As more companies lean into data, there’s ultimately going to be more teams hitting the, “Oh, we have to scale and we didn’t realize we need this tool,” or, “There’s a new, cool thing we now want,” stuff happening, like we’ve talked about. What baseline tips or guidance do you give out to best handle all those growing pains?
Not to lean into an Amazon analogy too much, but think about Day Two. It’s one thing to set up a system to get some data in and then build a single dashboard, it’s another thing to say, “Okay, now the business logic is changing, now the metric is changing.” How do you handle change, and how do you confidently move forward with these changes? Change management is a big thing.
I have an anecdote of working with a data analyst who said, “Okay, I’m not sure why I’m doing things this way, but I’m going to trust you, Taylor, that this is the way to do it.” A year later, we had to do something and bring some reporting back, and we had to go into the git history to find it, and he came to me and said, “I get it. I finally understand why we’ve been doing it this way the whole time.” And I was like, “Yes, that’s awesome. Now I just need to make that happen quicker.”

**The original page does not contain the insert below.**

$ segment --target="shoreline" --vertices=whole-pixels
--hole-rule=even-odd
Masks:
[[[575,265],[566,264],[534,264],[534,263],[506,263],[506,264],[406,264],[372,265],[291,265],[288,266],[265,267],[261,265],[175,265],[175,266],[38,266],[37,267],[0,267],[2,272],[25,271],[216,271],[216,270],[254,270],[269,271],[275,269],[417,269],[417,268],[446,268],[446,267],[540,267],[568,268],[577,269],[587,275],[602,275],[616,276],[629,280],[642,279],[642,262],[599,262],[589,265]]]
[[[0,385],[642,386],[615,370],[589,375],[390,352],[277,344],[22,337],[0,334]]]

So individual tools aren’t necessarily incentivized to think about that, and so that’s one thing I hope to bring with Meltano, where you can add tools on top of it, you get a lot of this stuff for free, and we need to do a good job of pitching the value of why you should care about this. It’s something that you may not care about until six months down the road, but you’re going to really hate the fact that you didn’t implement it six months ago. Yeah, so thinking about change management is one of the biggest things to think about as you’re building out your stack.
Ok, we’ve established that you’re both a wealth of information and laughs when it comes to data. Last thing I want to know is who is on your list of people to follow for the best data jokes or helpful advice about working in the field?
I’ll actually give a plug. There’s a website called moderndatastack.xyz and they have an influencers page. People that come to mind both from there and elsewhere: He’s my mortal enemy, but Seth Rosen has good data and dad jokes. There’s also Anna Filippova, Jacob Matson, Claire Carroll, Sarah Krasnik, Sarah Catanzaro, and Benn Stancil. Not everybody tells jokes, but they’re all great to have in your community.
Can’t plug the Meltano community enough, but also the dbt and Locally Optimistic communities. Any of these open-source tools have fantastic communities, and they’re filled with wonderful people. So check them all out.